The response to this call for “azaadi” was anti-Muslim progrom in Delhi. Soon after, the advent of COVID-19 pandemic brought a new Islamophobic rhetoric in India. Indian Muslims were accused by leaders from ruling party for a campaign of spreading Covid-19 to the Hindu majority through “Corona terrorism” and “Coronajihad.” Sounds construct networks of power, through connecting certain bodies and excluding others, the presentation of Muslim body as bearer of terror and virus- the coronajihadist- suggested that a personal Muslim pathology was at work. The use of the words such as coronaspitters, biojihad and corona terrorist invoked a rhetoric of sickness where, in the struggle between health and decay, the coronajihadist is a dangerous and decaying body.
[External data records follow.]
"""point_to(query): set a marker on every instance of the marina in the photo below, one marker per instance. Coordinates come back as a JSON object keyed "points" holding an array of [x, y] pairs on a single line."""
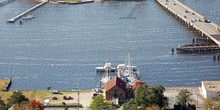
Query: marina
{"points": [[105, 68], [127, 72], [199, 48], [192, 19]]}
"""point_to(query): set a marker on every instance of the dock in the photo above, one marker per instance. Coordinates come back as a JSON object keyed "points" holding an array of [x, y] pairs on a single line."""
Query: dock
{"points": [[199, 48], [192, 19], [5, 2], [27, 11]]}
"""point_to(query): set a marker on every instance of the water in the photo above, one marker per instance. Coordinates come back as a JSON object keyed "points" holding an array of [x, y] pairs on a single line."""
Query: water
{"points": [[63, 44]]}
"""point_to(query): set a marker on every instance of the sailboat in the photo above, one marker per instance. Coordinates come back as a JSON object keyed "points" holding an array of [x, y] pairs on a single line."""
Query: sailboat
{"points": [[127, 72]]}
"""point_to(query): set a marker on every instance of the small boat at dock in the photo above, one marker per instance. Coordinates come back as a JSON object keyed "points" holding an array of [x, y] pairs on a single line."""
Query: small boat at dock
{"points": [[28, 17], [106, 67]]}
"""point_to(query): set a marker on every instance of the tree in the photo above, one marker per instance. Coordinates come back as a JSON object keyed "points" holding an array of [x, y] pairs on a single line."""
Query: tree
{"points": [[183, 96], [15, 98], [98, 103], [141, 96], [36, 105]]}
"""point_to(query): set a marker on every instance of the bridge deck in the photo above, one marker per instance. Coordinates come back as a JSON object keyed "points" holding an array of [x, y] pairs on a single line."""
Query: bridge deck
{"points": [[192, 18]]}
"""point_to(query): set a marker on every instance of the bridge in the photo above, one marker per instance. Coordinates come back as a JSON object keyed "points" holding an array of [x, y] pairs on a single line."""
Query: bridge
{"points": [[27, 11], [193, 19]]}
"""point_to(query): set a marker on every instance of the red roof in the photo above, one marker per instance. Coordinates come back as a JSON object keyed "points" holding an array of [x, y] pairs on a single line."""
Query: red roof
{"points": [[137, 83], [115, 82]]}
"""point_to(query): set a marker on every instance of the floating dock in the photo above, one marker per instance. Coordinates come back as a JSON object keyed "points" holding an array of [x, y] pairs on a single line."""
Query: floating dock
{"points": [[192, 19], [27, 11], [199, 48], [5, 2]]}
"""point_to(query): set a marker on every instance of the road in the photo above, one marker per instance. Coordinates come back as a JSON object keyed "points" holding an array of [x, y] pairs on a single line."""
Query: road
{"points": [[192, 18]]}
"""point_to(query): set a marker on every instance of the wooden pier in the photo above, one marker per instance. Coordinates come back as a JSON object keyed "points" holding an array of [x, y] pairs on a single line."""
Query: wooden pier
{"points": [[192, 19], [5, 2], [27, 11]]}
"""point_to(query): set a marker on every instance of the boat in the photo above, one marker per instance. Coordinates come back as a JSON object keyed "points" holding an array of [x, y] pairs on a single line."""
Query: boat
{"points": [[28, 17], [127, 72], [106, 67]]}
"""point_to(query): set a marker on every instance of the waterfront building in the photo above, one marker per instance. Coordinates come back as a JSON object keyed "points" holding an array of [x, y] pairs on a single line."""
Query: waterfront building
{"points": [[210, 89]]}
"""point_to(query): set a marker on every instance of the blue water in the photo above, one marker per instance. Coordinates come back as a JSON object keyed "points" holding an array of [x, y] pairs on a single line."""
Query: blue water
{"points": [[63, 44]]}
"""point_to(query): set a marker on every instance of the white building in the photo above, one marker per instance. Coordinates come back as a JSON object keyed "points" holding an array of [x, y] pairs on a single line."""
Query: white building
{"points": [[210, 89]]}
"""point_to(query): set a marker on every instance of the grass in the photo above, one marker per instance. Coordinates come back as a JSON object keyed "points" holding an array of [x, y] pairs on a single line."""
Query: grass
{"points": [[67, 104], [4, 84], [38, 95]]}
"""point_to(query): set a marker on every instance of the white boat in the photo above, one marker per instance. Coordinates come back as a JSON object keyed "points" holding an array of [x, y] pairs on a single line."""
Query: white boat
{"points": [[28, 17], [127, 72], [106, 67]]}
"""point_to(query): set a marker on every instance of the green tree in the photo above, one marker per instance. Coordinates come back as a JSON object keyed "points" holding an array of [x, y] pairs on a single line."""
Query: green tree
{"points": [[15, 98], [145, 97], [183, 96], [141, 96], [98, 103], [2, 104]]}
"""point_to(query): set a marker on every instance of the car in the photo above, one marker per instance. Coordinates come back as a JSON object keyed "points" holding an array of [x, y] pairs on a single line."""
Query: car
{"points": [[70, 97], [54, 98]]}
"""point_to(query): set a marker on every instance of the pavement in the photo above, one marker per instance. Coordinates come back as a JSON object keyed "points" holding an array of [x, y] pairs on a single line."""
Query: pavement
{"points": [[85, 98], [196, 98]]}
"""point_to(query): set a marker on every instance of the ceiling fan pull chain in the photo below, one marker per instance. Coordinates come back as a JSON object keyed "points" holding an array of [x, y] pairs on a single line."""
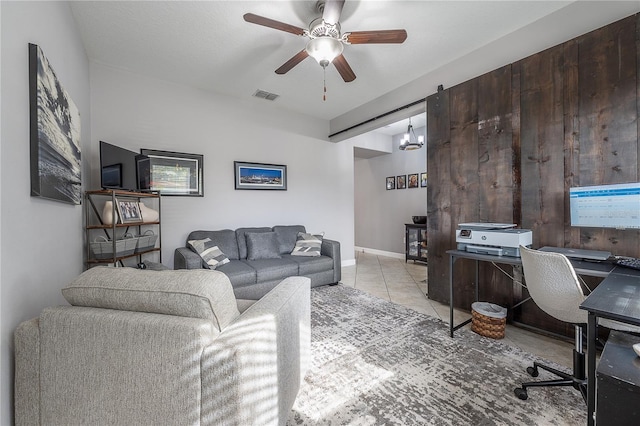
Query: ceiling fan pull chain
{"points": [[324, 82]]}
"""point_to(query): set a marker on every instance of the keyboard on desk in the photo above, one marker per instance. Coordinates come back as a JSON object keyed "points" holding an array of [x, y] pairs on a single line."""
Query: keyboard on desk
{"points": [[628, 262]]}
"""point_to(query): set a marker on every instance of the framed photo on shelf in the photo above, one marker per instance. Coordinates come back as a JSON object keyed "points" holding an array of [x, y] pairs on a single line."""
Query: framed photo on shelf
{"points": [[260, 176], [413, 180], [129, 211], [391, 182]]}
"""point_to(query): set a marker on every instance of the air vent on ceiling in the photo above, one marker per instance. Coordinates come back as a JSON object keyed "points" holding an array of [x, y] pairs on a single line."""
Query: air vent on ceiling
{"points": [[266, 95]]}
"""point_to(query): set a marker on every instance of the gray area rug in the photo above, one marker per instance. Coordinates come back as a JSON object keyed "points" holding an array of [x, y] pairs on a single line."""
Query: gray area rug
{"points": [[378, 363]]}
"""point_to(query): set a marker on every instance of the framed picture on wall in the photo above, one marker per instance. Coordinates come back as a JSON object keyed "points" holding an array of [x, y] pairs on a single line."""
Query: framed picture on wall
{"points": [[260, 176], [401, 181], [54, 134], [391, 182], [413, 180]]}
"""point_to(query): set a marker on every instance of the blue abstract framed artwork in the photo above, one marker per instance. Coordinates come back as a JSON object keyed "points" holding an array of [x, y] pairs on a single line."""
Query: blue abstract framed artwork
{"points": [[260, 176]]}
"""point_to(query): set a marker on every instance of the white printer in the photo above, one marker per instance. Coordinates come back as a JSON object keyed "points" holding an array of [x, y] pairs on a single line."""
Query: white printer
{"points": [[499, 239]]}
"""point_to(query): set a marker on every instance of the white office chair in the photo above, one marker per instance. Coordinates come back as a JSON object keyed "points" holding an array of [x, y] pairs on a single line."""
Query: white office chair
{"points": [[554, 287]]}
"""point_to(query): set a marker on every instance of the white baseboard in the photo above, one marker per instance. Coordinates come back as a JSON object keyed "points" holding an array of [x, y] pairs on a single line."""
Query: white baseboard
{"points": [[400, 256], [350, 262]]}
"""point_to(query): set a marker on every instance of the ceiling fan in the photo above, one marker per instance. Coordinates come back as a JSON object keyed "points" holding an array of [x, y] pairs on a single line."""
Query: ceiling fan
{"points": [[326, 42]]}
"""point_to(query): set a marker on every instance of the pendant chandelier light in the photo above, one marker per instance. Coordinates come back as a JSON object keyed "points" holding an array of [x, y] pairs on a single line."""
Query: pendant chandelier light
{"points": [[410, 141]]}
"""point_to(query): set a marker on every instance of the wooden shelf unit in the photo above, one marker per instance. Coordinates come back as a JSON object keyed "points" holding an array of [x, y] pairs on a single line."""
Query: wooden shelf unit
{"points": [[94, 221]]}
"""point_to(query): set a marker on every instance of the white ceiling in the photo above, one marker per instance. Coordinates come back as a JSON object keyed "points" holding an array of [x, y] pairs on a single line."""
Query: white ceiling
{"points": [[208, 45]]}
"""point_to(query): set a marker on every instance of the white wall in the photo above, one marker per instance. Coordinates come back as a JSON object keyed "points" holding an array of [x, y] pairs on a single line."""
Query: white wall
{"points": [[41, 240], [380, 214], [134, 112]]}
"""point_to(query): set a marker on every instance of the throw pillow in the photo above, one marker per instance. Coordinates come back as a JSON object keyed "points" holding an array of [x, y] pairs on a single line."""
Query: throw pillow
{"points": [[262, 245], [211, 255], [308, 244]]}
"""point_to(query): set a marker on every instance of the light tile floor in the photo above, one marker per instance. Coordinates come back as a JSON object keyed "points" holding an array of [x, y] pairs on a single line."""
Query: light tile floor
{"points": [[405, 283]]}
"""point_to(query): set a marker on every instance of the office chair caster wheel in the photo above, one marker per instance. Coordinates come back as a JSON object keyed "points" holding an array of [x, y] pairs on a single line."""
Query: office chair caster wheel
{"points": [[521, 393]]}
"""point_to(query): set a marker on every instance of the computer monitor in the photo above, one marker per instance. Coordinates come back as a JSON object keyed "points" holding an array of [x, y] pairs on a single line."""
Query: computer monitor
{"points": [[606, 206]]}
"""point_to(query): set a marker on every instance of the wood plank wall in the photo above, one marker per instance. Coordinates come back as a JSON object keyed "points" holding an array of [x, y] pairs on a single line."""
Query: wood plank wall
{"points": [[507, 146]]}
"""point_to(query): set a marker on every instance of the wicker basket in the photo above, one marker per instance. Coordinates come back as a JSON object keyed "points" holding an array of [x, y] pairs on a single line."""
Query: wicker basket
{"points": [[488, 320], [146, 241], [102, 248]]}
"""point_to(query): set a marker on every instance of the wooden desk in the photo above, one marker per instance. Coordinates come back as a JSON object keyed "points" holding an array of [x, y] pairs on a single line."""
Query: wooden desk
{"points": [[593, 269], [617, 298]]}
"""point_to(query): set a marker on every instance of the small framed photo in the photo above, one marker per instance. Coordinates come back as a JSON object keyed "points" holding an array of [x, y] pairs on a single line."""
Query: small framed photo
{"points": [[413, 180], [260, 176], [391, 182], [129, 211]]}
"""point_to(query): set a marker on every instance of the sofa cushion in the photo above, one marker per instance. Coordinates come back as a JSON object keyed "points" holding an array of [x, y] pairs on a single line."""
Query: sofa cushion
{"points": [[273, 269], [188, 293], [239, 273], [287, 236], [210, 253], [311, 265], [262, 245], [225, 239], [241, 239], [307, 244]]}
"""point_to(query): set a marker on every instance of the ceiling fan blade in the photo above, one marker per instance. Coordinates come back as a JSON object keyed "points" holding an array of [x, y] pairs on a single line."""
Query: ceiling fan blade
{"points": [[297, 58], [266, 22], [382, 36], [344, 69], [332, 11]]}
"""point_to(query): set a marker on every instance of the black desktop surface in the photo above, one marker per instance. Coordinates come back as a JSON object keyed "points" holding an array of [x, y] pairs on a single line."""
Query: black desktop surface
{"points": [[617, 297]]}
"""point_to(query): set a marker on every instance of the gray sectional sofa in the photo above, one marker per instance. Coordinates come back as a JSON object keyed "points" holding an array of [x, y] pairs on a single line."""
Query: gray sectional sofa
{"points": [[256, 265], [143, 347]]}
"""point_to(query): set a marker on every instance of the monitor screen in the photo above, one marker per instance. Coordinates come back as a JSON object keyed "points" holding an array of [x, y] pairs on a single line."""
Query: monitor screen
{"points": [[606, 206], [118, 167]]}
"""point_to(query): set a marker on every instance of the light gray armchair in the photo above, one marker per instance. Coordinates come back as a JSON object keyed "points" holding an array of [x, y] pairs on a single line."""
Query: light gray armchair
{"points": [[163, 347]]}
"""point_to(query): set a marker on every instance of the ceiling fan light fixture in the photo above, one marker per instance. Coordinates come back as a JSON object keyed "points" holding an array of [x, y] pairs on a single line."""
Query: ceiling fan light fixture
{"points": [[409, 141], [324, 49]]}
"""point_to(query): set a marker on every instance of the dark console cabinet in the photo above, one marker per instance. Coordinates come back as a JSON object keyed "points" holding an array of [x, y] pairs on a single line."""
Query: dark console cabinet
{"points": [[416, 242], [618, 382]]}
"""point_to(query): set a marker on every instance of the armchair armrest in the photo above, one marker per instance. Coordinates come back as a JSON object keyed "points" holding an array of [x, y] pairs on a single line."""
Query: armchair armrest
{"points": [[184, 258], [252, 372], [331, 248], [27, 373]]}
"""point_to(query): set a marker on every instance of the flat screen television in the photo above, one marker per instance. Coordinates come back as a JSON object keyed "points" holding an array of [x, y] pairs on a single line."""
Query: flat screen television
{"points": [[123, 169], [606, 206]]}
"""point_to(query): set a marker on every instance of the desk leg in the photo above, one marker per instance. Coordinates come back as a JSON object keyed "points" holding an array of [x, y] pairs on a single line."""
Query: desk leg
{"points": [[451, 260], [591, 368]]}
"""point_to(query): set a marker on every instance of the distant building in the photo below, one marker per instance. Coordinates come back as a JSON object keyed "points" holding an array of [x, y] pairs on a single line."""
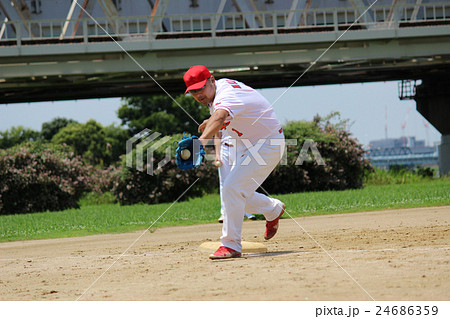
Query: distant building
{"points": [[405, 151]]}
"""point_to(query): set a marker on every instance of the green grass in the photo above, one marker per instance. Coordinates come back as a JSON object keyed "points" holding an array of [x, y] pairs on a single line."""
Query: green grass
{"points": [[112, 218]]}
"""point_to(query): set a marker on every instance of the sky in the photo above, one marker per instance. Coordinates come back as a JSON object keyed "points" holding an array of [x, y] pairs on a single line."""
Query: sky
{"points": [[364, 104]]}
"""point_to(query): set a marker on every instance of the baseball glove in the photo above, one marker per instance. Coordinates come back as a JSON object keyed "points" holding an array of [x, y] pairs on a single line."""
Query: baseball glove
{"points": [[194, 147]]}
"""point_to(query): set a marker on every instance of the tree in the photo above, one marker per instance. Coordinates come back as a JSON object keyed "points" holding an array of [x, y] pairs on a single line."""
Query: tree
{"points": [[87, 140], [116, 139], [162, 114], [49, 129], [17, 135], [97, 145]]}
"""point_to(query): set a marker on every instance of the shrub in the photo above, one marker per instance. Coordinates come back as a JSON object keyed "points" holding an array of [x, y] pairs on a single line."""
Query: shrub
{"points": [[167, 183], [344, 165], [37, 177]]}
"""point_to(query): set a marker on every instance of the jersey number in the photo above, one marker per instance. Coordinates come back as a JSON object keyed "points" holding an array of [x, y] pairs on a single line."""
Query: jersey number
{"points": [[233, 84]]}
As Indian Muslims were being blamed for spreading COVID-19 in India, there was violent manifestation of Anti-Asian racism related to COVID-19 across Canada (and globally) and months after, silence around Black Lives Matter in the predominantly white space I lived in. There is a visceral context to how we listen, speak or choose to stay silent, sound constructs political and social subjectivities and spaces of marginalization. Through these long ten months, I have felt simultaneously displaced and present across multiple geographies, I often think about the predominantly white space I lived in. My voice shrunk in that space, living day after day on a survival mode surrounded by whiteness. Since being once ordered quite aggressively by a white person to declare my respect towards their love for their settler-colonial nation, I have been thinking about the role of sonic power in disciplining of the speech of racialized Others’ in establishing abstract spaces like nation and borders, how expansive whiteness is and how loud and empty land acknowledgements engulf these stolen Indigenous lands.